Neue Leitung ambet Gerontopsychiatrische Beratungsstelle und Kompetenzzentrum

Drei Fragen an…

Carolin Teller. Seit September 2019 Leiterin der Gerontopsychiatrischen Beratungsstelle und des Kompetenzzentrums gerontopsychiatrische Beratung im Verein ambet e.V.

Was ist das Beste an Ihrer Arbeitsstelle?

In der gerontopsychiatrischen Beratungsstelle kann ich täglich Nachhaltigkeit leben. Denn das heißt für mich Lebensqualität bis zum Tod. Das Tabu im Umgang mit psychischen Erkrankungen im Alter aufzubrechen, möchte ich weiter voran bringen. Ich finde es toll, dass in Niedersachsen nicht ein Hauptaugenmerk auf die Demenzen gelegt, sondern auch andere gerontopsychiatrische Erkrankungen mit gedacht werden.

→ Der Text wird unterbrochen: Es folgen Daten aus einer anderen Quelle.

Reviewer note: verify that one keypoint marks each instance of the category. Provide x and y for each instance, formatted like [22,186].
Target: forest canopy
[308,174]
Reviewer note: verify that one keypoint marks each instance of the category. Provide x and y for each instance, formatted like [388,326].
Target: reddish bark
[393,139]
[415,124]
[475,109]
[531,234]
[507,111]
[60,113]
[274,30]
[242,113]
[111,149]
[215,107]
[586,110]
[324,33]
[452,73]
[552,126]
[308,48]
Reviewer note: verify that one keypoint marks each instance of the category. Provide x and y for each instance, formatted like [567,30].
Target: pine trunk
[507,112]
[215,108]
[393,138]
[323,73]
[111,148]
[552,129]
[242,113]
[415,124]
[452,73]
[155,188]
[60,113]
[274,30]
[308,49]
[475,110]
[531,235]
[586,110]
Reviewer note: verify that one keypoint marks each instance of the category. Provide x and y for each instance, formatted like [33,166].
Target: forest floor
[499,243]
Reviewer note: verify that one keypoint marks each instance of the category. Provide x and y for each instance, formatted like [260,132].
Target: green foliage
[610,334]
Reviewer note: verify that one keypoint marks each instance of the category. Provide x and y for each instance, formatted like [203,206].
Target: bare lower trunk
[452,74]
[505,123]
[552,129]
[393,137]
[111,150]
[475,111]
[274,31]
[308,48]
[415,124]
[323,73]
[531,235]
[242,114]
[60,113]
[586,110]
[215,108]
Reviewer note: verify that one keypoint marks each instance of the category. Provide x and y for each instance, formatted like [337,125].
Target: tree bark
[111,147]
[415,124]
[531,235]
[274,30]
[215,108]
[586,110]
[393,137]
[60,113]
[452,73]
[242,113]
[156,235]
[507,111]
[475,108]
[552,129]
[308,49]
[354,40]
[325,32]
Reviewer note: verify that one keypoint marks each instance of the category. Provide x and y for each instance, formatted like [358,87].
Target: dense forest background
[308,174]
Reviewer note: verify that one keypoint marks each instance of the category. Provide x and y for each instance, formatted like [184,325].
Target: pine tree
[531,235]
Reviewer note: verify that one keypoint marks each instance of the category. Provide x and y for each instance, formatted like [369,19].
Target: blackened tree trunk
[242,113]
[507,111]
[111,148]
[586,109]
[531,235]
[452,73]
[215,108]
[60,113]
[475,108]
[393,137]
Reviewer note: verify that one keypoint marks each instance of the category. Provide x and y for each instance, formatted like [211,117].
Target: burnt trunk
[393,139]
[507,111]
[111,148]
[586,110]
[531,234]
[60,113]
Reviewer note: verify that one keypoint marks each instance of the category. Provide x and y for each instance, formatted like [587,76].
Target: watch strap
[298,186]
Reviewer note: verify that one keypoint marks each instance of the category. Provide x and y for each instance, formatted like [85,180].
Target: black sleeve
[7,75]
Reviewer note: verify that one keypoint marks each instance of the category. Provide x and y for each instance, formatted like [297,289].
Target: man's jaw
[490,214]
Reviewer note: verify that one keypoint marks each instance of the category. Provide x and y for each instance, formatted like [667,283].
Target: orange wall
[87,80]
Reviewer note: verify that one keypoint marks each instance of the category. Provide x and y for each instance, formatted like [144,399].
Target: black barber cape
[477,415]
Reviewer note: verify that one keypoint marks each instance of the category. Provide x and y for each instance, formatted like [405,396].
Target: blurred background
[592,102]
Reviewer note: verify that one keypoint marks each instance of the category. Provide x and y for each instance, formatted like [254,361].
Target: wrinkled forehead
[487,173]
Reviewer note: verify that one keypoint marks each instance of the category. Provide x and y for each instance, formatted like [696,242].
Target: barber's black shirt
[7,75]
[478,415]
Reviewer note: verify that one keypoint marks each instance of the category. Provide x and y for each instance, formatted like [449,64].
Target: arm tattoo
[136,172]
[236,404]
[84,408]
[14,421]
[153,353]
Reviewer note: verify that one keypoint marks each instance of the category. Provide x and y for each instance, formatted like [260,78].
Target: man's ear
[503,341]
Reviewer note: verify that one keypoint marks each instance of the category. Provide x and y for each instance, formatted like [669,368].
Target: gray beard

Vor allem die Depression im Alter ist ein wichtiges Thema, dem wir uns noch mehr stellen müssen.

Besonders gut finde ich, dass wir als Kompetenzzentrum des Landes Niedersachsen die Möglichkeit haben, unser Wissen weiter zu geben und in einzelnen Städten und Gemeinden zu unterstützen, um regionalen Bedarfen auf die Spur zu kommen und Versorgungslücken gemeinsam zu schließen.

Was begeistert Sie an dem Bereich Gerontopsychiatrie?

Ich bin der Meinung, dass eine der wichtigsten Aufgaben darin besteht, Herausforderungen des demografischen Wandels zu meistern.

Im Sinne von Betroffenen da zu sein, ist mir eine Herzensangelegenheit, die wir als Grundsatz der täglichen Arbeit legen. Im Alter psychisch kranke und an Demenz leidende Menschen mit ihren Angehörigen und Freunden erfahren bei uns Hilfe. Sie werden in ihrer Wut, Angst und Unsicherheit entlastet und sollen sich nicht alleine gelassen fühlen. Wir begleiten sie durch Gespräche und Angebote unterschiedlichster Art.

Ich durfte bereits während meiner Hospizarbeit im Psychologiestudium erfahren, wie wichtig und befreiend es für kranke und auch sterbende Menschen sowie ihr soziales Umfeld ist, ihre Ängste auszusprechen und auf ein Gegenüber zu treffen, das diesen Gefühlen nicht ausweicht und sie aushält. Diese Anlaufstelle zu sein und dabei auch Themen anzusprechen, die unbequem sind, begeistert mich an der täglichen Arbeit mit alten und hochbetagten Menschen und ihrem Umfeld gleichermaßen.

Weiter so oder Veränderung?

Da ich bereits seit vier Jahren festes Mitglied im Team bin und meine Vorgängerin mich sehr gut in die Prozesse einband, möchte ich vor allem die angestoßenen Projekte weiterführen.

Die seit über 32 Jahren bestehende Beratungsstelle und das inzwischen seit 15 Jahren vom Sozialministerium geförderte Kompetenzzentrum machen wichtige Arbeit, die es auch weiterhin zu verfolgen gilt.

Neue Schwerpunkte in der gerontopsychiatrischen Beratungsstelle sind für mich dabei vor allem die Verstärkung von Angeboten zur Prävention sowie die Arbeit mit Kindern- und Jugendlichen in Pflegeverantwortung.

Im Kompetenzzentrum wollen wir den bisher eingeschlagenen Weg, Städten und Gemeinden als neutrale Stelle zur Verfügung zu stehen, weiter forcieren. Es geht uns dabei vor allem darum, Prozesse passgenau anzustoßen und zu begleiten.

Das Kompetenzzentrum wird Landesfachstelle Niedersachsen. Dadurch erhalten unsere Themen das Augenmerk, welches ihnen schon lange zusteht. Ich freue mich darauf, mich für das Thema Demenz, aber auch Depression und andere gerontopsychiatrische Erkrankungen, auch über die Grenzen des Landes hinaus zu engagieren!